Un moine traverse le pays en faisant la promotion de la paix
Marcher de Toronto à Montréal en passant par Vaudreuil-Soulanges

Par Maxim Ouellet, Journaliste, initiative de journalisme local
Certains Vaudreuil-Soulangeois ont peut-être aperçu un homme vêtu de toge orange se déplacer à pied entre Rigaud et Vaudreuil-Dorion cette semaine. Jouant d'un instrument unique tout en récitant des mantras, ce moine bouddhiste traverse une partie du Canada à la marche dans le but de faire la promotion de la paix.
Kanshin Ikeda a quitté Washington DC en direction de Toronto le 14 juillet. Il avait précédemment accompli un autre pèlerinage de la Caroline du Nord à la capitale américaine.
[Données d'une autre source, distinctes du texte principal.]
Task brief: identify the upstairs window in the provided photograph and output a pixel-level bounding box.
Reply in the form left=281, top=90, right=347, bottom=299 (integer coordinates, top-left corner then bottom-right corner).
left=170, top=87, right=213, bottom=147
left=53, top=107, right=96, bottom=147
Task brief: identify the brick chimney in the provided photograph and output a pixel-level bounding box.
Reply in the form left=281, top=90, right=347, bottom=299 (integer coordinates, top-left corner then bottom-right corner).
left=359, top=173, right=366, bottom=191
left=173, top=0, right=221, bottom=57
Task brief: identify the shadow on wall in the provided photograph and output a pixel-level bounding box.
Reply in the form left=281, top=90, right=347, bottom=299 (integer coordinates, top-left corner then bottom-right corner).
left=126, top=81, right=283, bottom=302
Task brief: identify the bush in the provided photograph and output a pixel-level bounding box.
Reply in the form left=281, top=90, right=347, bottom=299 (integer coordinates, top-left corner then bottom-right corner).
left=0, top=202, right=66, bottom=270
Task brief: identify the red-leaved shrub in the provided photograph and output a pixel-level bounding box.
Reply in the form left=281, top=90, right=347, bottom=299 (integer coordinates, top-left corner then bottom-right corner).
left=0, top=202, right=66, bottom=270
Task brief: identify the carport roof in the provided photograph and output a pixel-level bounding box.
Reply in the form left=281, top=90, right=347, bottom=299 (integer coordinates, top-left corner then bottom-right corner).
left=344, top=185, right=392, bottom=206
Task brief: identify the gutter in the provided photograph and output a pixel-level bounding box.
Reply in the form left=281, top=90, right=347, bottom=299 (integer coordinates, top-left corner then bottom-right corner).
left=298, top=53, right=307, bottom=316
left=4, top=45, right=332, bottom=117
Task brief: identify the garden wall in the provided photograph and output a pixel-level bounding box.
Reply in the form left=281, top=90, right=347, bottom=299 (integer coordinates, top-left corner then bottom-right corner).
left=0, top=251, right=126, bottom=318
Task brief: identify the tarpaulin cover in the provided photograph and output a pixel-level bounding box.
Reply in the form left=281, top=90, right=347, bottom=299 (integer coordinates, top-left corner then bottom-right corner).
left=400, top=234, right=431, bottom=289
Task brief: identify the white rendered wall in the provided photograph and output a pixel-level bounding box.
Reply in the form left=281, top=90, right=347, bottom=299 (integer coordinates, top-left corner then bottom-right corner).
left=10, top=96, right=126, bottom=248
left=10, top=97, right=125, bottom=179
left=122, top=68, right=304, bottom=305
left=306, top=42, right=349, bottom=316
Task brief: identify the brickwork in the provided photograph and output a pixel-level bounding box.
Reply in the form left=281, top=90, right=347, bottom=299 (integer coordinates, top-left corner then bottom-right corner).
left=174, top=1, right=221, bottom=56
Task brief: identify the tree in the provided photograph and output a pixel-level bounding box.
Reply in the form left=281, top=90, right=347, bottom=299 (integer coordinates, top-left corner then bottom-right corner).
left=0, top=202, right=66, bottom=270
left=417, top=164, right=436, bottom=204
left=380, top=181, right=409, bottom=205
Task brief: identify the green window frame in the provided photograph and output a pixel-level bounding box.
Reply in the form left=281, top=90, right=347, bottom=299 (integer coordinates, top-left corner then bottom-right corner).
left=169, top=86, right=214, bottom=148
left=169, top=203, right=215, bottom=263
Le début de son pèlerinage au Canada a été retardé en raison des feux de forêt, mais le moine a finalement débuté son périple le 18 juillet aux Jardins de la Paix de Toronto, au Square Nathan Phillips.
Le mercredi 12 août, Kanshin Ikeda était tout près de Rigaud. Il s'est ensuite promené le long de la rue Main à Hudson puis du chemin de l'Anse à Vaudreuil-Dorion jeudi, muni de son tambour uchiwa-daiko. Ce vendredi 14 août, son objectif est de se rendre à Dorval. En tout, il estime marcher environ 25 km par jour.
De Toronto à Montréal, la quête du Japonais d'origine l'a mené au cœur de Vaudreuil-Soulanges. Ici, il a rencontré de nombreux citoyens, dont un journaliste de Néomédia, par hasard. Lors d'une entrevue improvisée, Kanshin Ikeda raconte ce qui l'a motivé à entreprendre ce pèlerinage pour la paix: « J'essaie de répandre la vision du monde de mon mentor, le Guruji Nichidatu Fujii ».
Il nous a d'ailleurs partagé les mots du vénérable fondateur de l'ordre pacifiste Nipponzan Myohoji sur la civilisation.
Elle ne signifie pas
Avoir de l'électricité
Ou des avions
Ou des bombes nucléairesLa civilisation signifie
Ne pas tuer des gens
Ne pas détruire les choses
Ne pas faire la guerreLa civilisation signifie aussi
Entretenir une affection et du respect mutuels
« Toutes les rencontres que je fais sont très précieuses pour moi […] Certaines personnes m'hébergent et me font à manger, tandis que d'autres que je croise sur la route me donnent des collations, des breuvages et même des sous pour que je puisse poursuivre ma marche », explique le bouddhiste.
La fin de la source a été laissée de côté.